July 1 marks a turning point for those who have been part of the Presbyteries of Sacramento and Stockton in California. As of today, the two separate presbyteries are gone and a new one has emerged — the Presbytery of North Central California.

The newly created presbytery has been in the works for some time as the list of congregations has become smaller in both of the previous presbyteries over the years. During an interview with the Presbyterian News Service in February, the Rev. Dr. Mary Westfall, transitional presbyter with the Presbytery of Sacramento, said each presbytery had its own culture and history, and had been shaped by the geography and sense of place in which they were located.

“They each bear the impact of the upheavals and changes within the Presbyterian Church (U.S.A.) that led to a significant number of churches leaving the denomination over a three-to-five-year period,” she said. “Both are smaller than they were a decade ago, but each has continued to support pastors and congregations, engage in meaningful ministry and nourish the souls of many.”

As membership shifts across the denomination, the Office of the General Assembly says other presbyteries have also been looking at the best way to move forward.
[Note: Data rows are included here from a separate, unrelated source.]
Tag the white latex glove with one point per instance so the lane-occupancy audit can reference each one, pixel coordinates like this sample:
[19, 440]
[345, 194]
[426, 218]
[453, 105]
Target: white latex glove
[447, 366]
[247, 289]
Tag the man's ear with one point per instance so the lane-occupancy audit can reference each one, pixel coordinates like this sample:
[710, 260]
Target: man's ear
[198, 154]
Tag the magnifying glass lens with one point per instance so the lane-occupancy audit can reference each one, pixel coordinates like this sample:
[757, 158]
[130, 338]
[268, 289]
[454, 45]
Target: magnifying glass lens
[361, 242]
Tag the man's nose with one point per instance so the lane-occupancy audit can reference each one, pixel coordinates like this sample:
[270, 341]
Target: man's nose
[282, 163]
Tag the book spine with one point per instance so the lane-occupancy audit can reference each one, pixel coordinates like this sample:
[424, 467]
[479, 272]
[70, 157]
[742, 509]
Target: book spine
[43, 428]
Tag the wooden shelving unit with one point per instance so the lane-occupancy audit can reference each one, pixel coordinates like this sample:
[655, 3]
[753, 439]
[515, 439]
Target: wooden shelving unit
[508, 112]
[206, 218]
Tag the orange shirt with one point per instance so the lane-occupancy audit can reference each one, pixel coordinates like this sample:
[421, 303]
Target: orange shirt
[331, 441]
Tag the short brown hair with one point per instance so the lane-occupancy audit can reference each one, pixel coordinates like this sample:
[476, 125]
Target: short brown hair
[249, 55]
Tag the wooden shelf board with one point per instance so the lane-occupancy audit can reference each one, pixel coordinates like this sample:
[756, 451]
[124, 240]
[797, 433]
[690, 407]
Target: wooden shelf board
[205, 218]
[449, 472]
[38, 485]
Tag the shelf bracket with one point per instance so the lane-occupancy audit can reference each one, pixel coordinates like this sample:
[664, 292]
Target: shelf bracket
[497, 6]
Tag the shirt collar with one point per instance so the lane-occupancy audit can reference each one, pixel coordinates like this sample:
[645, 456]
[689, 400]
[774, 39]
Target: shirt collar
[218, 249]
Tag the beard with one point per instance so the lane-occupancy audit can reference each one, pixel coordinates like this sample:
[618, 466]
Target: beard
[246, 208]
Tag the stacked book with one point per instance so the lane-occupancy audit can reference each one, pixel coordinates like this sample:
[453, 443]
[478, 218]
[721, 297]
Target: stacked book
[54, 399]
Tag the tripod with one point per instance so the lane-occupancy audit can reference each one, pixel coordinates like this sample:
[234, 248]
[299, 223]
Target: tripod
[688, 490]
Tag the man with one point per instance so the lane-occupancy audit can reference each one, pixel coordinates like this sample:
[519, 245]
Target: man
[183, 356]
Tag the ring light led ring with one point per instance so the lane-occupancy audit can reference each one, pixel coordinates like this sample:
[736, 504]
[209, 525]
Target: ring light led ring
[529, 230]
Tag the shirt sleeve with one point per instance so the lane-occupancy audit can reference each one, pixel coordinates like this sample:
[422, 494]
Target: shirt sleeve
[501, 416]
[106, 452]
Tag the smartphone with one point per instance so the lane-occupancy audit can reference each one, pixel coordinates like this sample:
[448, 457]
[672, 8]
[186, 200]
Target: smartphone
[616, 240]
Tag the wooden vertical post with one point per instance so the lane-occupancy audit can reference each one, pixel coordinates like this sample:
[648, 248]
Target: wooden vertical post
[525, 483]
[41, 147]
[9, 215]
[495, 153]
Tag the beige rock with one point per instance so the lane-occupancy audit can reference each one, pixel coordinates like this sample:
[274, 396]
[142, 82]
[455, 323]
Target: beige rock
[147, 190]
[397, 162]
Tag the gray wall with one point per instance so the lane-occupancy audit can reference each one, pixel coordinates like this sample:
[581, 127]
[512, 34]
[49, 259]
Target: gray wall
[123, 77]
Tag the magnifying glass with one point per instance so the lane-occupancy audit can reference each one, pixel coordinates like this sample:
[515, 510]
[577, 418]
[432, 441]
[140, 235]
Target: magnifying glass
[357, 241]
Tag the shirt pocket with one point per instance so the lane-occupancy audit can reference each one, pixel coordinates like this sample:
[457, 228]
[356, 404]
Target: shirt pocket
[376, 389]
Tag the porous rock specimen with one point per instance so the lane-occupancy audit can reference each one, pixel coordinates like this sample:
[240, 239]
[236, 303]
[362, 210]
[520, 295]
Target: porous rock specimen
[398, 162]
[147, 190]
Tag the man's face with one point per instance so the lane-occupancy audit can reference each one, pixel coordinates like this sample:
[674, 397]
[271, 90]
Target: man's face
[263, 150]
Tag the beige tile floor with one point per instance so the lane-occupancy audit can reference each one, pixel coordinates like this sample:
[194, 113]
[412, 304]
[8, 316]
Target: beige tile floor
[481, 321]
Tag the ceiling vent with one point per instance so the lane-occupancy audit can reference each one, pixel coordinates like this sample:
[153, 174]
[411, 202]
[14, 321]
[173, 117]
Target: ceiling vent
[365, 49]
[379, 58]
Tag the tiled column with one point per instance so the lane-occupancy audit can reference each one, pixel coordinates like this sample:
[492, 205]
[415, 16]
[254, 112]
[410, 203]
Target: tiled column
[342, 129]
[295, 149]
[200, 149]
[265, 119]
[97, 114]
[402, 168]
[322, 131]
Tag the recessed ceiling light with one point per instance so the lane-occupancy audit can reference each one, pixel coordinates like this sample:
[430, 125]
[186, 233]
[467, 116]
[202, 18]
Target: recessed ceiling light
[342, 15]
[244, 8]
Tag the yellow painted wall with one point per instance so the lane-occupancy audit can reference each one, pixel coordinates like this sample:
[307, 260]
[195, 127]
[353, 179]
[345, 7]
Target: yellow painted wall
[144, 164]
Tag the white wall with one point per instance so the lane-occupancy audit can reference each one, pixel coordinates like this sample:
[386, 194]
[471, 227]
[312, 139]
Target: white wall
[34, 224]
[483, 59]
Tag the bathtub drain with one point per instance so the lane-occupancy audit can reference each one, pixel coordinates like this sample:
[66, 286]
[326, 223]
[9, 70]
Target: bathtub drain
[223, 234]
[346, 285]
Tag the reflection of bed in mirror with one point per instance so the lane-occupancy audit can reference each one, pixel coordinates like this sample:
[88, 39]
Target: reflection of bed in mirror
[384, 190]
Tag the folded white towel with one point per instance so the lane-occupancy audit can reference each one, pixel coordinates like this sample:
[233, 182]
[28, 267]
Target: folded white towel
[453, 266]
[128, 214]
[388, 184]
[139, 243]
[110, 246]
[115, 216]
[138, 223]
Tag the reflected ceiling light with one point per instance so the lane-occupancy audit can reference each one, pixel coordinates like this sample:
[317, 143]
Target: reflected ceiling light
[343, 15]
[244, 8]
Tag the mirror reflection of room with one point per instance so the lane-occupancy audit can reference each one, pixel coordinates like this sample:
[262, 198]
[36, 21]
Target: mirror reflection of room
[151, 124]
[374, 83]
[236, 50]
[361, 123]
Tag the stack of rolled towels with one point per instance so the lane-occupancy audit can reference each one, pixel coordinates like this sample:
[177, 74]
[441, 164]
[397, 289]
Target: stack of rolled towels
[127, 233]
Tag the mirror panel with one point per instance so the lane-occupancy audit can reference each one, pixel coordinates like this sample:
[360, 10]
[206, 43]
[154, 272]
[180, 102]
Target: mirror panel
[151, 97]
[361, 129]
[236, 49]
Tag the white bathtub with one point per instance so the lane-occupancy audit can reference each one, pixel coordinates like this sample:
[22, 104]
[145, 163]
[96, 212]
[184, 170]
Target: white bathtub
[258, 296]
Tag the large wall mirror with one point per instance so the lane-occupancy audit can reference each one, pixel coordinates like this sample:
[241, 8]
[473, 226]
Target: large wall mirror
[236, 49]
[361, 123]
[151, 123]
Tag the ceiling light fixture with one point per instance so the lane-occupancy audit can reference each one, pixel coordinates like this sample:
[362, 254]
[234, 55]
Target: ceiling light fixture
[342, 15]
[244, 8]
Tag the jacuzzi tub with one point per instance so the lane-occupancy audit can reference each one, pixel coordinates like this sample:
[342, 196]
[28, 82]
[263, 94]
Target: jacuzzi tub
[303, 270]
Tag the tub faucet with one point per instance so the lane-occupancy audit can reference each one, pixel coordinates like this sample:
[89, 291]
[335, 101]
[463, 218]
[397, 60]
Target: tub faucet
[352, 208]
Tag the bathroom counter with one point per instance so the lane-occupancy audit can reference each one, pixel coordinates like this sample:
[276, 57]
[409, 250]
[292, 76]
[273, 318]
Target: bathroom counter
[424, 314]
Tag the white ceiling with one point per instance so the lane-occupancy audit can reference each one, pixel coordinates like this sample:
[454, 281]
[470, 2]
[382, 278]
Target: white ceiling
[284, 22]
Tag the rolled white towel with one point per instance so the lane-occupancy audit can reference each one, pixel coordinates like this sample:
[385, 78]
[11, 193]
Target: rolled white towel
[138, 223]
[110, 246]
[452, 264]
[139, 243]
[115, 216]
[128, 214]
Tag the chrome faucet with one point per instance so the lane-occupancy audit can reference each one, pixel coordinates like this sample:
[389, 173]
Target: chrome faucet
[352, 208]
“There are conversations going on in other places among some presbyteries about whether to merge or work together in a different way,” said Tricia Dykers Koenig, associate director of Mid Council Relations. “Those conversations are happening in various places. But everything is up to date as of July 1.”

It’s been a busy year for the Administrative Commission on Mid Councils, which was authorized by the 224th General Assembly last year. It acts with the authority of the GA by approving synods’ requests to organize, divide or combine presbyteries. During its meeting in February, the commission approved a request from the Synod of the Rocky Mountains to move the boundary between Glacier and Yellowstone presbyteries to allow Glacier to better facilitate the work of a new ministry in Basin, Montana.

Dykers Koenig says other conversations are taking place, but the decision-making process can be a slow one.

“With the leadership of the Synod of the Northeast, the presbyteries in New Jersey talked about it for years and it was a very complex process with a lot of conversations. Like a mighty turtle moves church of God,” she said. “We believe in making decisions in groups and not having one person deciding and telling us, so there needs to be a lot of conversation.”

Dykers Koenig says two in Arizona, the presbyteries of De Cristo and Grand Canyon, have had the same staff for some time.

“They went through a process and decided to keep it the way they have it instead of merger,” she said. “Three presbyteries in Iowa are sharing staff but remaining separate. There are three full-time executive staff serving all three presbyteries as opposed to being one big presbytery.”

Dykers Koenig says it is all about what works best for the presbyteries and the churches they serve. Today’s update in California takes the number of presbyteries across the PC(USA) from 167 to 166.